第15話 水魔法lv1 ⭐︎

 何匹くらい蟻を倒したのだろうか?

 どうやらマジックバッグは、中にらっきょうがいくつ入っているかは数えてくれないみたいだ。

 どうせこれだけちっぽけな野菜なんだ、幽体離脱の時間は短いんだろうな。左手の懐中電灯を振りながら、地下迷宮の周囲をぶらついてみた。


 やはり、暗闇は恐ろしい。ちょっとカツナリに寄って大きめのランタンみたいな電灯を買ったほうがいいかもしれない。

 こんな穴倉みたいなところで出口が見つからないのは怖すぎる。


 ふと足元を見ると、例のカードが落ちていた。リュックから割り箸を取り出して、ペロリとめくる。


【水魔法lv1】


 と書いてある。外れでは無さそうなので触ってみた。


『おめでとうございます。【水魔法lv1】取得しました』


 頭の中に声がする。

「試すにしても明るいところだな」


 不親切な機械女の声。しかし、謎が謎を呼ぶ今の展開を楽しんでいる自分がいる。進まねえな、ダンジョン攻略。


 階段を登り1層目に戻った。

 まずは定番


「ウォーターカッター!」


 伸ばした右手からは何も出ない。

 失敗してもめげない。誰もいないんだから……。じゃあ


「ウォーター!」


 右手のひらをぐっと広げて前に出す。動きはさっきと同じだ。

 すると、少し先、5メートル位の円形の範囲で小雨が降り出した。


「おおっ」と驚いて手を左右に動かすと、雨の範囲も左右に揺れる。オーケストラの指揮者になったみたいに肘を曲げると雨が近づいてきて、広げた手を狭めると雨の範囲が狭まる。試しに握り拳を握ると打たせ湯ぐらいの水になった。


「これは使えるんだろうか?」


 最後に打たせ湯の下に行き、水を飲んでみる。

 冷たくて美味い。


「これは使える」


 と手のひらを返してひとしきり試した後で、その辺のセロリとニンジンのゴブリンを刈った。女バスへのお土産が充分にできたところで、俺はダンジョンから上がることにした。

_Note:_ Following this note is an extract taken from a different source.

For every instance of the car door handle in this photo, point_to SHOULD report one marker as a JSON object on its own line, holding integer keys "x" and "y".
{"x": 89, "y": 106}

 さぁ今夜もちゃんと眠るぞ、と決心しながら、母親へ『ただいま、今日は【らっきょう】をゲットしました』とメッセージを送った。


『鷹の爪を買ってきて』


 との奇妙な返事が来る。

 なので『そんな珍味どこで売ってるの?』と俺は返した。


『馬鹿wwタカノツメは乾燥した唐辛子のことww』『マリカさんに聞けばわかる』


 と返事がきた。母親にwwをつけられるのは、ダメージがデカい。




【酢らっきょう】

①らっきょうを塩水に一晩漬ける。

②らっきょうの先端と根を切り取り、薄皮を一枚剥く。

③水分を拭き取り、瓶に入れる。少量の鷹の爪もこの時入れる。

④酢1.8ℓに対しざらめ1.2kgを混ぜ、熱して溶かす。

⑤らっきょうの瓶に注ぎ入れて漬かるのを待つ。


*最初の塩水の濃さや、酢とざらめの割合、瓶詰めした後の食べ始めの日数などは好みです。

 翔吾のダンジョン探索と同じく、試行錯誤を繰り返してみてください。